What can Evernote Teach Us About Enterprise App Architecture

Evernote had 100 million users as of March 2014. In June 2012 they cited 1.4 million premium subscribers.

Evernote Premium costs $45 per year. Businesses can purchase enterprise subscriptions with a different pricing plan, but $45 seems to be the lower number, so let’s stick with that. It means that with 1.4 million paid subscribers they have revenues of at least $63 million per year. They’ve received almost a third of a billion in funding as of today.

So, how does a simple note-taking app become so successful ? I can think of the following reasons:

  1. Evernote is a single-purpose app that does one thing and does it well: taking notes. It does not offer a cloud drive, word processing, and picture sharing while it is at it. It only takes notes and helps organize them in notebooks.
  2. Evernote Premium does not require subscribing to any service other than Evernote itself.
  3. Evernote is cross platform. Evernote app runs on any conceivable platform, and neither platform has a superior version of the app than others.
  4. Evernote plays well with others and fosters open-source community. If a feature is not available, someone is bound to build an app to fill the gap.

What can we learn from this ? In particular, what those of us building enterprise apps can learn from the success of Evernote ?

Well, to start of, let’s stop overthinking our apps. Let’s say you are building an HR app. Instead of building one bloated app with long release cycles you could build a suite of a handful of self-contained apps: one could be a pay stub viewer and reporting app, another could be a health benefit app, yet another could be a 401k manager app.

Each of these apps are simple and self-contained, and if you build them as web apps you could get away with 1 or 2 developers per app, independently releasing them as needed to provide the best quality of service to their users.

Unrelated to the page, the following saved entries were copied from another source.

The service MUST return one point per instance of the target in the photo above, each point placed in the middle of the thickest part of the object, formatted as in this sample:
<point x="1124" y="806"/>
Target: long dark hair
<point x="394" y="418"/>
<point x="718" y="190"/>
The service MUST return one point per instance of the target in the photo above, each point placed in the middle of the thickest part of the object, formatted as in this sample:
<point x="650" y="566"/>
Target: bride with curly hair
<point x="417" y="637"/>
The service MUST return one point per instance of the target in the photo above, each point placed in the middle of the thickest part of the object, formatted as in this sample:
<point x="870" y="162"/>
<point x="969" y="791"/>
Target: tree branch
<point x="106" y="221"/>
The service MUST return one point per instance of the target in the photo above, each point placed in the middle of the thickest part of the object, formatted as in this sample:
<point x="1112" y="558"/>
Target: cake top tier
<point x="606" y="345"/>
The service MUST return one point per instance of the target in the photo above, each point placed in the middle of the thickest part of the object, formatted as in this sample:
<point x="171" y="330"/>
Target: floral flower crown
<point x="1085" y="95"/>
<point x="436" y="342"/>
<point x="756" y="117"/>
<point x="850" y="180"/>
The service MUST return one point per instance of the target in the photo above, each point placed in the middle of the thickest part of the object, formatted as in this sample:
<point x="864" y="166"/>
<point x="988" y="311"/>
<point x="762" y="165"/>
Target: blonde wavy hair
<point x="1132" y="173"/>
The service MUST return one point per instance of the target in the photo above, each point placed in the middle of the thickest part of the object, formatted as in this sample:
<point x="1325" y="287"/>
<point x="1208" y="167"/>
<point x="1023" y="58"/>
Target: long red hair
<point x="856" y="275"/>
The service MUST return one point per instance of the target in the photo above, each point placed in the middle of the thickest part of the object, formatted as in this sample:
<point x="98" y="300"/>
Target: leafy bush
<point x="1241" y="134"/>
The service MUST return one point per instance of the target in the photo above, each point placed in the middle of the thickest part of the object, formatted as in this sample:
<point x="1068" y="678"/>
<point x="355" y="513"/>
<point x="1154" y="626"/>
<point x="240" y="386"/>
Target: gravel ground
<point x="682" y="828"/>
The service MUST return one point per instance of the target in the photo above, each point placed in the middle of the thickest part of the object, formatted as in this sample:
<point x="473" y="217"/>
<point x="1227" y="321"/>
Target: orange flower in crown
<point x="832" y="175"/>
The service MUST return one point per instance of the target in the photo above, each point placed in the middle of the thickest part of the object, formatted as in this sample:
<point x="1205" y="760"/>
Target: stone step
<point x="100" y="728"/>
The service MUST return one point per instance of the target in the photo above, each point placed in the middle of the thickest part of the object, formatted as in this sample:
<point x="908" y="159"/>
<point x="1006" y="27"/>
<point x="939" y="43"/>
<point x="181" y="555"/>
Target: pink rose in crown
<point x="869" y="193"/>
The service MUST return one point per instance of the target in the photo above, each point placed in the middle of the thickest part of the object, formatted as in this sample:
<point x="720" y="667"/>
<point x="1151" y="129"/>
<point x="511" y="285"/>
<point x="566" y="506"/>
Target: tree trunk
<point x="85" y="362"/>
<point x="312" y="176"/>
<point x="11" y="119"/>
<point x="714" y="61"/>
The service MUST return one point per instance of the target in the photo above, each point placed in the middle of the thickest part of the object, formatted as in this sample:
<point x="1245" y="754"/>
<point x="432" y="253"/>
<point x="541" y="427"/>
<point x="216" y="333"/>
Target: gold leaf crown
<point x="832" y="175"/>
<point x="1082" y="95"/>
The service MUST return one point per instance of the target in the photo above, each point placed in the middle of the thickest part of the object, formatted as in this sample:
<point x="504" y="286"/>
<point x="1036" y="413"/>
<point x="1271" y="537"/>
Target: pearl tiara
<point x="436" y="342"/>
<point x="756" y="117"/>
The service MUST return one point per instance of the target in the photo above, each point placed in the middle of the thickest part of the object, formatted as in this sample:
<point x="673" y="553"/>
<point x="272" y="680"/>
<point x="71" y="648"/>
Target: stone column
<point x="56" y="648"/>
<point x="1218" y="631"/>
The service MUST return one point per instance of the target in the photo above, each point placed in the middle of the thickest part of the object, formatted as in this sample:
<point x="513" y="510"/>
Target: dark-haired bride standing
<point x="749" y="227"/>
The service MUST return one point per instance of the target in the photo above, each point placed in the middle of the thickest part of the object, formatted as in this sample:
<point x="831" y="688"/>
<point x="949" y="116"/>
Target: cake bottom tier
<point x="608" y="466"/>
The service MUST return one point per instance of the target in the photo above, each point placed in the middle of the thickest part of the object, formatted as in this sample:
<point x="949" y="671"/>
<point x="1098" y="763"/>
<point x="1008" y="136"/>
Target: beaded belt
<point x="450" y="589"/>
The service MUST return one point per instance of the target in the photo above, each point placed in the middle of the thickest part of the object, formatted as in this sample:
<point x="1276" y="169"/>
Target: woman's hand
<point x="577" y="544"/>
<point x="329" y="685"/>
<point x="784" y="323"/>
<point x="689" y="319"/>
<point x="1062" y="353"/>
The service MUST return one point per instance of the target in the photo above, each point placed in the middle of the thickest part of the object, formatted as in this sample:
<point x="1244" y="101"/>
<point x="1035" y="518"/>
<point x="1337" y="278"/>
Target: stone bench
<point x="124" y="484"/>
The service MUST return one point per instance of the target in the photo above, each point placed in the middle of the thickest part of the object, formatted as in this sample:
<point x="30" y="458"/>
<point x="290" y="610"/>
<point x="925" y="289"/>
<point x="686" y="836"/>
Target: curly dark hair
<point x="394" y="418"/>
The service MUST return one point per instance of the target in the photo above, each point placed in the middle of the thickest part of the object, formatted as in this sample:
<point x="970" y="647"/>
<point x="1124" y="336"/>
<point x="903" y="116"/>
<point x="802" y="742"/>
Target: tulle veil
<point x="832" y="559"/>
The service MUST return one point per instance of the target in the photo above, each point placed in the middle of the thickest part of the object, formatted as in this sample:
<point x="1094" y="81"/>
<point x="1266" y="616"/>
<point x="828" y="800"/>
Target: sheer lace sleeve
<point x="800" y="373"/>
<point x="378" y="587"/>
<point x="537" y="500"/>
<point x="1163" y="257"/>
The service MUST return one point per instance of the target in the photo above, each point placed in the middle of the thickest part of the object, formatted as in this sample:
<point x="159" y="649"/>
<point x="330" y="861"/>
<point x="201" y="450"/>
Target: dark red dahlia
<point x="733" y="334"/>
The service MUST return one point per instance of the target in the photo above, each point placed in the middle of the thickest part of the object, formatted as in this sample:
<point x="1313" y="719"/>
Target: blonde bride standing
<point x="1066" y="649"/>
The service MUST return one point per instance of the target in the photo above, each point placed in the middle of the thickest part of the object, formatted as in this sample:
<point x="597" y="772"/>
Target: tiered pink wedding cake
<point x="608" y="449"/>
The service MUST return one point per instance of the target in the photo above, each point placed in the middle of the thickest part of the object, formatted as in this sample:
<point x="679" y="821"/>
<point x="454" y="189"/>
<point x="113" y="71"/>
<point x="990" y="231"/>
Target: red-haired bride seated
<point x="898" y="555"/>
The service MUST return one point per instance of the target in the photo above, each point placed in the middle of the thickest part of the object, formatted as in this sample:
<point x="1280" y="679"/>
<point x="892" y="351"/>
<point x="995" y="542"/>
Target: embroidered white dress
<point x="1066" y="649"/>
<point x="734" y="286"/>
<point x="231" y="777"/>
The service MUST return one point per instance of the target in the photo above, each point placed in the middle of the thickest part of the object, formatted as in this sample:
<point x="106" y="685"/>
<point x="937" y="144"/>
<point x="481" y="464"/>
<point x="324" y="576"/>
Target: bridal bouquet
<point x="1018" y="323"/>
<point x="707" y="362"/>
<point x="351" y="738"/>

Each app can maximize its utilization, value and return on investment.

For self-contained apps to communicate with one another they need a shared server platform with shared API. This is why PWC recommends:

One big reason behind the successful adoption of RESTful APIs is developers’ ability to build modular capabilities with lightweight interfaces that don’t require heavy integration. “RESTful interfaces create a level of simplicity that didn’t exist previously, and simplicity always speeds things up, making integrations cost-effective,” says John Musser, founder of ProgrammableWeb.

If all of these self-contained apps that are part of a suite are to communicate with one another they need to at the very least know who the user is. http://oauth.net/documentation/ is the right approach here. OAuth2 is used by software companies like Google and Facebook to give users a way to authorize 3rd party apps to act on their behalf against their data. Likewise, from enterprise architecture perspective implementing OAuth2 should be one of the top things on your API roadmap – whether you use a solution by your ERP vendor or you implement your own.

Finally, document your API. The possibilities your business can gain by allowing 3rd parties to build apps are limitless. Your REST API should be accessible to public Internet (yes) and secured using OAuth2 authorization. Now your API can be accessed from mobile devices and apps by your employees, by your customers, and by your partners and your suppliers.